Ele já estava suando, se sentindo o homem mais frouxo do mundo. Com medo daquela deusa-ruiva-tingida de forte batom vermelho. Mas respirou fundo e disse com voz firme:

- Posso me sentar com você?
- Pode.
- Meu nome é Jaques.
- O meu é Bete.

Bete! Deve ser Elisabete, que mulher! Que nome!

- Se importa se eu for rapidamente ao toilet?
- Imagina, Bete, fique a vontade. Eu peço uma bebida para você enquanto isso.
- Sex on the beach – disse enquanto se levantava.

Ele passeou os olhos novamente no corpo da moça. Quantas curvas, quantas cores. O sapato não era mais de plástico. Tinha salto, mas não muito alto. A calça jeans justa e o top azul royal com decote convidativo.
Ela saiu da mesa e se dirigiu ao banheiro. Cumprimentou os garçons com um sorriso durante o percurso. Ele ficou lá, aguardando, feliz. Satisfeito com o flerte.
Imaginou Bete em sua cama, lasciva, latejante, sussurrante. Ficou de pau duro, e mudou a posição na cadeira para tentar disfarçar.

Agora no quarto, nua em sua cama, Bete ajeitava o cabelo olhando para um pequeno espelho de bolsa. Jaques deitado, cansado e realizado pensou em casar com aquela moça. Queria foder com ela até o último de seus dias. Ele sorriu pensando algo romântico para dizer quando ela o interrompeu.

- São 200 pratas.
- Como?
- Tenho que ir embora, se pudermos agilizar...
- 200...?

Ela levantou, ele passeou pela última vez os olhos naquele corpo escultural. Sentiu vontade de bater nela. Uma surra. Agarra-la pelos cabelos e joga-la no chão. Chuta-la, bater na cara. Aquela cara de vadia que só ele não tinha percebido. Bater nela por todos os paus que ela já tinha chupado na vida. Por todos os velhos patéticos, como ele, que ela enganou com ar de “moça difícil”. Vagabunda.
Mas ao invés disso se levantou, foi até a carteira e fez um cheque. Claro que ele não tinha 200 pratas na carteira.
Ela, já vestida, pegou o cheque com cara de quem não gosta de receber em cheque. Deu-lhe um beijo na testa e sorriu.

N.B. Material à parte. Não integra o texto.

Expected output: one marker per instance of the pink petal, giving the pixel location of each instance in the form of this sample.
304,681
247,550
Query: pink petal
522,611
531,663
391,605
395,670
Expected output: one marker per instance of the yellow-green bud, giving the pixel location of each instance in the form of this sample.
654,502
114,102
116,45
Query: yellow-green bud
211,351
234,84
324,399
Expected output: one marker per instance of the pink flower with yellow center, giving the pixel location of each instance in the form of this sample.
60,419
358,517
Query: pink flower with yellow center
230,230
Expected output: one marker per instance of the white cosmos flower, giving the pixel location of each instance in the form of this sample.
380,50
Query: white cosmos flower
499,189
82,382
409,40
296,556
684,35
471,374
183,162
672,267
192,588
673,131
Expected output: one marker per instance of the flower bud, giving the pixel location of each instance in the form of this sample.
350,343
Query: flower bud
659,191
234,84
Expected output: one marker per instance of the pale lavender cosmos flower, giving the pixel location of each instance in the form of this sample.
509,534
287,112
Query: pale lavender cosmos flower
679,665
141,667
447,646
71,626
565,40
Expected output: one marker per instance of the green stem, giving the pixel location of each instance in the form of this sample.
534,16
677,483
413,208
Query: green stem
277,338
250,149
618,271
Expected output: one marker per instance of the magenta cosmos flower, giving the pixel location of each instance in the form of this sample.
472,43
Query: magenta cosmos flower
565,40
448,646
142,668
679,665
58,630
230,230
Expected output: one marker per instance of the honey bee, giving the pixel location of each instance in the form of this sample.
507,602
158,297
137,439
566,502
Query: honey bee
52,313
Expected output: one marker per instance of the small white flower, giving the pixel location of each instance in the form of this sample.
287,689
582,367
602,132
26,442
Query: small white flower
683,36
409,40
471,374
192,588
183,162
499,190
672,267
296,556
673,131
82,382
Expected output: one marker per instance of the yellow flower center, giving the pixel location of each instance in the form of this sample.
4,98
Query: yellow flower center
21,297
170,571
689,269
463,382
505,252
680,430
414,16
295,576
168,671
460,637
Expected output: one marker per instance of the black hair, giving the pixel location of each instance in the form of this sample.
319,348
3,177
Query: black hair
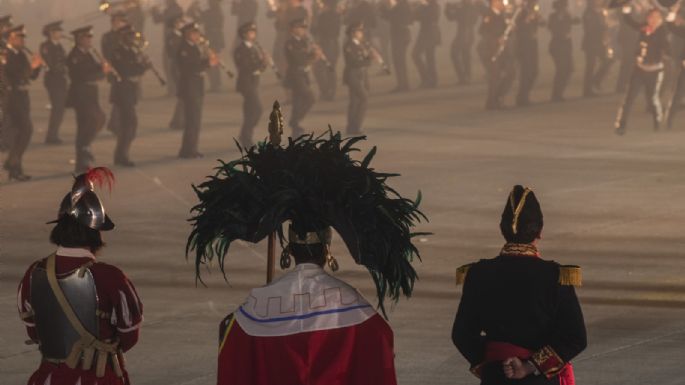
529,223
68,232
309,253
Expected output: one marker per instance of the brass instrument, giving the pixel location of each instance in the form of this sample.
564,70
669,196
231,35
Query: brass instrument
269,60
102,61
139,45
204,42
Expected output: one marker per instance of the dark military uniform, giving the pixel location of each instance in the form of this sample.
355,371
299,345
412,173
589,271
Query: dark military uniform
561,49
192,64
18,74
648,73
423,53
213,22
250,62
500,71
326,31
465,14
124,94
400,18
357,59
299,54
596,47
55,81
84,72
519,306
527,54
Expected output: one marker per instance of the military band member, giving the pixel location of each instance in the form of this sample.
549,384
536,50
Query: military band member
495,54
20,68
193,61
399,16
561,47
82,314
108,43
326,31
85,71
465,14
300,54
167,17
245,11
427,13
527,54
358,57
55,78
648,70
677,25
130,65
519,320
250,60
212,20
596,45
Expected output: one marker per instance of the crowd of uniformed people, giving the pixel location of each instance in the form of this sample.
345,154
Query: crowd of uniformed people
643,40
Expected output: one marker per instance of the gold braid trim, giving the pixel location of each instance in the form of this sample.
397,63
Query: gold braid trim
519,249
462,271
516,209
570,275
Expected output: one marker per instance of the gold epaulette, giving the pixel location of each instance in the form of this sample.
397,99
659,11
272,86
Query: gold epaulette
461,273
570,275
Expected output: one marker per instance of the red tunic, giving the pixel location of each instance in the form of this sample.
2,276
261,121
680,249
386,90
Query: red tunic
119,310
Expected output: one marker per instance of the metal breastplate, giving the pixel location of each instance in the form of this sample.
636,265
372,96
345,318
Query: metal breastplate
56,334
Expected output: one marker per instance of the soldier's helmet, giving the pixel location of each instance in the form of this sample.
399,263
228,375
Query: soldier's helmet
83,204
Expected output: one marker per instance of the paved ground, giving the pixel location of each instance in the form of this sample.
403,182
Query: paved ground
613,205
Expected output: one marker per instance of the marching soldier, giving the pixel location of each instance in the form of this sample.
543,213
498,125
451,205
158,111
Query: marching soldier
192,61
85,71
596,44
677,25
168,17
648,70
399,15
82,314
130,65
300,54
245,11
527,49
466,14
519,320
55,78
20,69
358,58
213,23
250,60
495,54
108,43
171,50
427,14
561,47
326,30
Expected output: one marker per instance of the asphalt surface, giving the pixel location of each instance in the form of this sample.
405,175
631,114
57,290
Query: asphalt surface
614,205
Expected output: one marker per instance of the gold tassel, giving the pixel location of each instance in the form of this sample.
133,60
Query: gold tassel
88,356
570,275
462,271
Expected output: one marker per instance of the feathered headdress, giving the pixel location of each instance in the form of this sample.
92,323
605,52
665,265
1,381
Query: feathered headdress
83,204
314,183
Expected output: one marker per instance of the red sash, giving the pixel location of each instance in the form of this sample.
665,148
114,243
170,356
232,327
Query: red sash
500,351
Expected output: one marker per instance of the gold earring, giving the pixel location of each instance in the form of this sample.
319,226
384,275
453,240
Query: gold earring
285,258
330,259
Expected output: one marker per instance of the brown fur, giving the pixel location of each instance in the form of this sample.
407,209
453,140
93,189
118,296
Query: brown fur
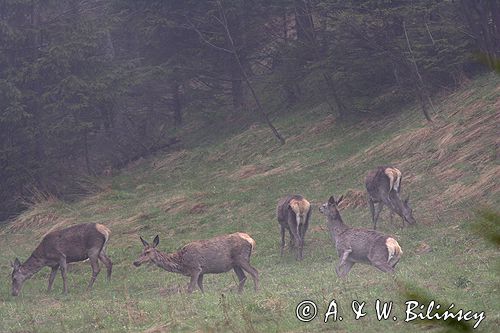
212,256
394,178
294,213
359,245
58,248
383,185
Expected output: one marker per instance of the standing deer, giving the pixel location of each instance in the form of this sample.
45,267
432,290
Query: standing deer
60,247
212,256
359,245
384,185
294,212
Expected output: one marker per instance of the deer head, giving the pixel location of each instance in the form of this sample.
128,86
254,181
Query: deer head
148,253
18,277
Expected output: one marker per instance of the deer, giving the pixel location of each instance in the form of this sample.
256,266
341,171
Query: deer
212,256
383,185
293,213
61,247
359,245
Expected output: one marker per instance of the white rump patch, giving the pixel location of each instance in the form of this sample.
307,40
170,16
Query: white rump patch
103,230
247,238
393,248
394,176
300,208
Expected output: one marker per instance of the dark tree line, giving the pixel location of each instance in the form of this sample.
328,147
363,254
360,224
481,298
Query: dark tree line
90,85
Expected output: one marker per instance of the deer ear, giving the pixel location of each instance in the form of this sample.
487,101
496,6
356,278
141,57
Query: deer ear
16,264
144,242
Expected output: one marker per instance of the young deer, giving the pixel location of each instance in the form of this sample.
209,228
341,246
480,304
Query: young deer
294,212
60,247
212,256
356,245
383,185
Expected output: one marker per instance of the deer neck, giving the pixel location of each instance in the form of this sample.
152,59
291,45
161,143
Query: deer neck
31,266
170,262
395,203
336,226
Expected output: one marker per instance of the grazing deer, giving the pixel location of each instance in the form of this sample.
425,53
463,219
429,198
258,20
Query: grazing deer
357,245
60,247
212,256
294,212
384,185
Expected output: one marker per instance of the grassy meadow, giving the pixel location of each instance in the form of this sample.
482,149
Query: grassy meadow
232,183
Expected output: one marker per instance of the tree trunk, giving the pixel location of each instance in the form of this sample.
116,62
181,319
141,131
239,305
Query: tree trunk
176,103
340,105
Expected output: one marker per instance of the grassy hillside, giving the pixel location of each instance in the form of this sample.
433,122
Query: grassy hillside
450,168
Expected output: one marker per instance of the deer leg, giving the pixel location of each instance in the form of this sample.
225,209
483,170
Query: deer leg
63,265
346,268
342,262
107,262
200,282
372,208
52,276
241,277
252,271
378,209
384,267
292,240
282,240
194,280
298,242
94,262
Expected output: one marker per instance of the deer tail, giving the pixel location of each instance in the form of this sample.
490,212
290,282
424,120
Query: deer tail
393,248
102,229
247,238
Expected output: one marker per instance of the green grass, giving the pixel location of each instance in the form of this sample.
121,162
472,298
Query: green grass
233,183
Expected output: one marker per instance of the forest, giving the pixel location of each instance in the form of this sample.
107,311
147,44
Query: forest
89,86
249,165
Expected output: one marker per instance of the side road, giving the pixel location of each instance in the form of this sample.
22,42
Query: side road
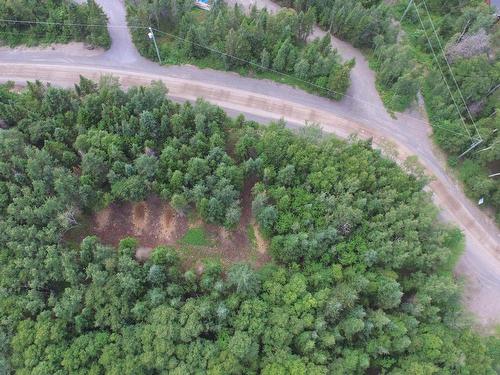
263,100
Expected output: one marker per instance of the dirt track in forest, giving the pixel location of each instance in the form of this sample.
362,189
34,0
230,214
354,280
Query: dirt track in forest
154,222
263,100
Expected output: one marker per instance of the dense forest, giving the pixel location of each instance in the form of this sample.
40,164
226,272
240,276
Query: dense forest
446,50
359,280
260,44
33,22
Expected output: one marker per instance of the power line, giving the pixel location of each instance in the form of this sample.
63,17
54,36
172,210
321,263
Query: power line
71,24
441,70
300,80
449,68
228,55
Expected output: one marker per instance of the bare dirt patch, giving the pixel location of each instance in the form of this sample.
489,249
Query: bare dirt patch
154,222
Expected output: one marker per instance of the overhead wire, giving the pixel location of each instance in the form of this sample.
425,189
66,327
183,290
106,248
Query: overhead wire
449,68
441,70
233,57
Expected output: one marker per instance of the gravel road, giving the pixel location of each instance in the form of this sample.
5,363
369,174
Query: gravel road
361,112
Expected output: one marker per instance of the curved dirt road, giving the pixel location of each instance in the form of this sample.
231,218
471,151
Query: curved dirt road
264,100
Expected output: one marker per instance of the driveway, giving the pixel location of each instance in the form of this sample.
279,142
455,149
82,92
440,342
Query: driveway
361,111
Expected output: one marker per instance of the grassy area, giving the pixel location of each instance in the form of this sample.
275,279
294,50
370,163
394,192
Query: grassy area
170,56
196,237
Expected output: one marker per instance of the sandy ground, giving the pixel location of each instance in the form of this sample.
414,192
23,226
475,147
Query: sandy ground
360,112
74,48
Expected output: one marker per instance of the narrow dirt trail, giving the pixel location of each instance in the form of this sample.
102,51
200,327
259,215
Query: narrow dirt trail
362,112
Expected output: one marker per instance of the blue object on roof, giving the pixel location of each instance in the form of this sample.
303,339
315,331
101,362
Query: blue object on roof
203,4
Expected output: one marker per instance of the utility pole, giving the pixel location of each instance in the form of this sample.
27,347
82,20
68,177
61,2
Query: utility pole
151,35
473,146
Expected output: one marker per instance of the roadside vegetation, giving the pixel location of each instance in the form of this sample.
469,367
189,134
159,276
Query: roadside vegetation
403,60
258,44
33,22
358,283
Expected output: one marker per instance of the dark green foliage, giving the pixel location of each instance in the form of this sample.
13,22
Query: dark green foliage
410,57
255,42
357,285
59,21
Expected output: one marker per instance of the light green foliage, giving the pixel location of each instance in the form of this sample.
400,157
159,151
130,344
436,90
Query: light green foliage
195,237
271,41
356,283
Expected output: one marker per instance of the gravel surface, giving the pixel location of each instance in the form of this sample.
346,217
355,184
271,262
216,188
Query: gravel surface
361,111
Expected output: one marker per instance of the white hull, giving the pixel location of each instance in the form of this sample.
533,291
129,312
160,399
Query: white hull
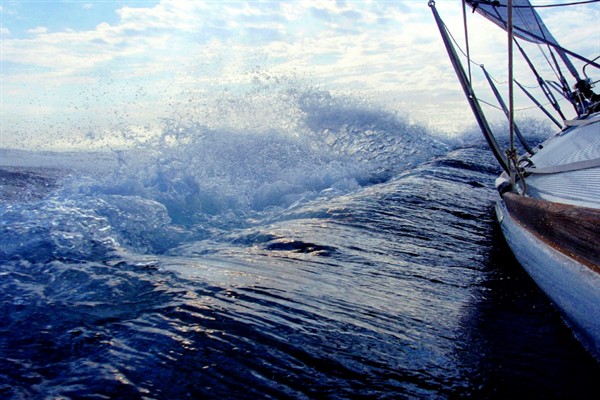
572,286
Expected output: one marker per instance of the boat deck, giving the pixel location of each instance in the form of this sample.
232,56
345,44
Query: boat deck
578,187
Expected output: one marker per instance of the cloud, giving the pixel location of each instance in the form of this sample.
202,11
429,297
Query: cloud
37,31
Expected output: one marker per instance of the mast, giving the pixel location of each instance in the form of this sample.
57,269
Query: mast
468,90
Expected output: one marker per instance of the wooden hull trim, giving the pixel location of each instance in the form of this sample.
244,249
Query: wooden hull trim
572,230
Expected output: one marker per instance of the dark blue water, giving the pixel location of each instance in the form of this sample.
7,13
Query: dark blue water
357,260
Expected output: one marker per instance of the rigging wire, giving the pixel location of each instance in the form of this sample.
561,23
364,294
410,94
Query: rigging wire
573,3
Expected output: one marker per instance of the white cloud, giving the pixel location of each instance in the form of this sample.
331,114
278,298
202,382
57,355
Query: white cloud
366,47
37,31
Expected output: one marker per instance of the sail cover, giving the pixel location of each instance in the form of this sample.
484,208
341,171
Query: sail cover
527,24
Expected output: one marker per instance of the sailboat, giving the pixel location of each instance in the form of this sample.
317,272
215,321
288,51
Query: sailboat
548,203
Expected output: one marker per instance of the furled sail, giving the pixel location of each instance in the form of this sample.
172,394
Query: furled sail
527,24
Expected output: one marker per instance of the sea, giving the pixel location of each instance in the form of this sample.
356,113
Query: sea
356,258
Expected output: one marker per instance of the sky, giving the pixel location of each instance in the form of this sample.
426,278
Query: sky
75,73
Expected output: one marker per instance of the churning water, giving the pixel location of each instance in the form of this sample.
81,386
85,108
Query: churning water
358,259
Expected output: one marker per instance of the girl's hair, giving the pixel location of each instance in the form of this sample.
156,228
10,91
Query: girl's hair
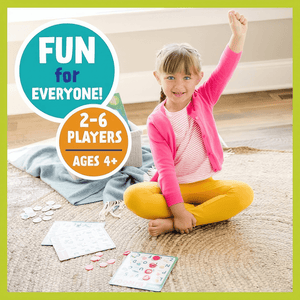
174,58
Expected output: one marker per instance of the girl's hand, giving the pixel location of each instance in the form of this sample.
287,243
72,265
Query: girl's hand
238,23
184,222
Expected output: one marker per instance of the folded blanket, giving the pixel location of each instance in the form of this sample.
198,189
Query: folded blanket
42,161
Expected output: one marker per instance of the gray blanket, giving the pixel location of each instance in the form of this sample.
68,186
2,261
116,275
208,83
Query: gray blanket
43,162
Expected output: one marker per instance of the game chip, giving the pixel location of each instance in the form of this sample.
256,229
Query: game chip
37,208
37,220
49,213
103,265
56,206
89,267
156,257
46,208
111,261
95,258
24,216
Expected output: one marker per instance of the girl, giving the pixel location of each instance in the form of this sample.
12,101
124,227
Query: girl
185,143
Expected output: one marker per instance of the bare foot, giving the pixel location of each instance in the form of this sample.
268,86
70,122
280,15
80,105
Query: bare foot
159,226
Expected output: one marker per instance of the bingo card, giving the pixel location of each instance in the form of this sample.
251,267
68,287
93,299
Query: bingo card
144,271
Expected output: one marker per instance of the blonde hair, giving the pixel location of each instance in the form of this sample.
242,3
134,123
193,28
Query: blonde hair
174,58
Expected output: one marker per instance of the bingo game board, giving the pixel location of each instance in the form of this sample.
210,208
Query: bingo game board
84,239
144,271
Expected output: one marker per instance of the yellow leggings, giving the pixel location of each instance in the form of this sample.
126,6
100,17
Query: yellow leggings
208,200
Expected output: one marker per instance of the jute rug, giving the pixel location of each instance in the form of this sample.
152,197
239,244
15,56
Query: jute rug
252,252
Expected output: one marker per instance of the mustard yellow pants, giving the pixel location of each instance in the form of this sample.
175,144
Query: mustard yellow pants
209,200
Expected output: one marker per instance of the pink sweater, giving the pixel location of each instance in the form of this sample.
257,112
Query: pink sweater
162,137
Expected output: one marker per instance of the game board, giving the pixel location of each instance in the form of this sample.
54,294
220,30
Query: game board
73,240
60,227
144,271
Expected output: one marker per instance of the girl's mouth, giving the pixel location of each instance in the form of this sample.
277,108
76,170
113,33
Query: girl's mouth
178,94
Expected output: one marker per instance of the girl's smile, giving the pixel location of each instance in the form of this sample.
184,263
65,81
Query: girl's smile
178,88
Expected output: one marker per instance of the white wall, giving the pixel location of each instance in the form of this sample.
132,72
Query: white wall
266,62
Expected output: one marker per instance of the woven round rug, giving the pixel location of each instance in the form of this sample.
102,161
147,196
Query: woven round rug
252,252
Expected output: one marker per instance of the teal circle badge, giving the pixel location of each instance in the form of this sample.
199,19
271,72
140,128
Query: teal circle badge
63,65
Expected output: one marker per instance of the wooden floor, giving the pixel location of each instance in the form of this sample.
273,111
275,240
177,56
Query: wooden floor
260,119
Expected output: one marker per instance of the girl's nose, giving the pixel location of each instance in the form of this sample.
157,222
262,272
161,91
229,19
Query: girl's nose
179,83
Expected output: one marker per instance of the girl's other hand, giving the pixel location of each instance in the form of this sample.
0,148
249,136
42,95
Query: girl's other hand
238,23
185,222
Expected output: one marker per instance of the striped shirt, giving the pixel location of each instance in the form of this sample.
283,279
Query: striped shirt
191,161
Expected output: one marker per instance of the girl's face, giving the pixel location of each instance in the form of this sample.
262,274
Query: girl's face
178,88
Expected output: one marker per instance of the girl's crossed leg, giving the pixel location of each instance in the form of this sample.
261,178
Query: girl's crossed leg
208,200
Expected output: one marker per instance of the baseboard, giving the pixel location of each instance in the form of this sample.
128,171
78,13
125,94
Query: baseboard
142,86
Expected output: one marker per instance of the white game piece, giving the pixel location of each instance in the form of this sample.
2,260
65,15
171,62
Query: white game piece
37,220
56,206
33,214
46,208
89,267
49,213
103,265
24,216
37,207
28,210
111,261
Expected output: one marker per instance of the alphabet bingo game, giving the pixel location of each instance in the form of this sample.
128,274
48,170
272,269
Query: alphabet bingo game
144,271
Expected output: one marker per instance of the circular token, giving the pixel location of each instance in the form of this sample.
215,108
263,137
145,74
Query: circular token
24,216
95,258
103,265
46,208
156,257
49,213
111,261
89,267
37,208
152,265
32,214
56,206
37,220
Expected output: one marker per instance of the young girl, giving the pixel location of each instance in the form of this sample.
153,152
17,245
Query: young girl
185,144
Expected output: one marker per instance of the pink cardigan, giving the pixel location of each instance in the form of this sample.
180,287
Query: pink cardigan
162,137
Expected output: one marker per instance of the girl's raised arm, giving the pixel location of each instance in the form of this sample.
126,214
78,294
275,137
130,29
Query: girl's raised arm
239,26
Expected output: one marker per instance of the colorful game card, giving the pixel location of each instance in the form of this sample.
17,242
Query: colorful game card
144,271
61,227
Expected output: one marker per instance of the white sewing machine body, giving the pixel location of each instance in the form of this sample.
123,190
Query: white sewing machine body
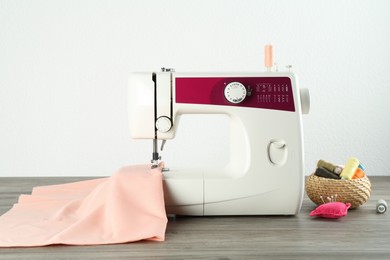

- Tchau Seu Jaques, pode me ligar quando quiser de novo. – E sorriu um sorriso perverso.

Seu Jaques é o caralho, ele pensou. Mas não falou nada. Ainda levou a moça até a porta.

- Bete porra nenhuma... deve ter um nome em cada canto da cidade. - Falou em voz alta depois de fechar a porta. Foi até a geladeira, pegou uma cerveja e sentou na poltrona. Patético. Inconsolável.

A moça foi embora, rapidamente desapareceu na avenida. Tirou da bolsa um chiclete e os óculos escuros. Percebeu que um homem a olhava. Passou rebolando e não deu a mínima bola.